Si aujourd’hui policiers et gendarmes ne semblent plus que le bras armé des gouvernements successifs de moins en moins enclins à écouter, à négocier et à rechercher des compromis, ce ne fut pas toujours le cas. Des fraternisations ont bien eu lieu à plusieurs reprises durant l’histoire de la France. Et elles ont souvent fait basculer le rapport de force avec le pouvoir en place. Entretien avec l’historienne Mathilde Larrère, spécialiste du 19e siècle.
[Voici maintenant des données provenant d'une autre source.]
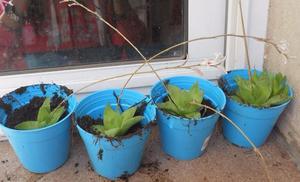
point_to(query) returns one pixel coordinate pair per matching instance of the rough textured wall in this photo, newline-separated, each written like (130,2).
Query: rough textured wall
(284,24)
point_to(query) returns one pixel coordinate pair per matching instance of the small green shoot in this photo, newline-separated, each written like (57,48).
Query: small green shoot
(45,117)
(116,123)
(180,102)
(264,90)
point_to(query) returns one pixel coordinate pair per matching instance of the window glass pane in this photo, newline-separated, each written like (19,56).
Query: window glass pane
(47,34)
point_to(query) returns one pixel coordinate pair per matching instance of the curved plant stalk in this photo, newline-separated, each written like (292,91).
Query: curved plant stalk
(147,61)
(76,3)
(245,41)
(256,150)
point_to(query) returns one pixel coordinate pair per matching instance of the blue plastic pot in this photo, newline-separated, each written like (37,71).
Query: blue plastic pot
(182,138)
(39,150)
(112,159)
(257,123)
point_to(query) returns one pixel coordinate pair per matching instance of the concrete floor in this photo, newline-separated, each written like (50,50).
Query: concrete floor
(221,162)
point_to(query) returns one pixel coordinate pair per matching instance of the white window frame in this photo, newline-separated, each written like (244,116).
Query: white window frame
(202,19)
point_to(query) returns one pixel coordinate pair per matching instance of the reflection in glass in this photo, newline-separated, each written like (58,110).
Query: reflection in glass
(44,34)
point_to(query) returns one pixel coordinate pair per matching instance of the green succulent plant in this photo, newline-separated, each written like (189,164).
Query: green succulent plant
(45,117)
(180,102)
(116,123)
(264,90)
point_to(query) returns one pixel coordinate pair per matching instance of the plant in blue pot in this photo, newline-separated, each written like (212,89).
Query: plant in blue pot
(115,130)
(36,120)
(185,126)
(253,104)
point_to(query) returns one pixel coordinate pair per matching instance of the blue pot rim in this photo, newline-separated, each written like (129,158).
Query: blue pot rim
(186,119)
(111,89)
(291,93)
(44,128)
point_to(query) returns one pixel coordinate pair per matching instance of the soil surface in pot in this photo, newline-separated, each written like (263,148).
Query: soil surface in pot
(29,112)
(204,112)
(86,122)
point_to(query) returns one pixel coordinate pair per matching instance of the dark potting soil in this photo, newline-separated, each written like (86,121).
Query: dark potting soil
(29,111)
(21,90)
(204,112)
(86,122)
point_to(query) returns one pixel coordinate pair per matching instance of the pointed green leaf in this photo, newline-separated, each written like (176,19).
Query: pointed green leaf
(111,119)
(112,132)
(129,113)
(55,115)
(126,125)
(44,111)
(29,125)
(194,115)
(98,128)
basta! : Que signifie, pour des forces de l’ordre militaires ou policières, fraterniser avec des manifestants ou des émeutiers. Est-ce simplement désobéir à un ordre ?

Mathilde Larrère

Mathilde Larrère est historienne, spécialiste de l’histoire des révolutions françaises du 19e siècle et maître de conférences à l’université de Paris-Est Marne-la-Vallée. Son dernier ouvrage : Le Puy du Faux, enquête sur un parc qui déforme l’histoire (avec Pauline Ducret et Guillaume Lancereau), Les Arènes, 2022.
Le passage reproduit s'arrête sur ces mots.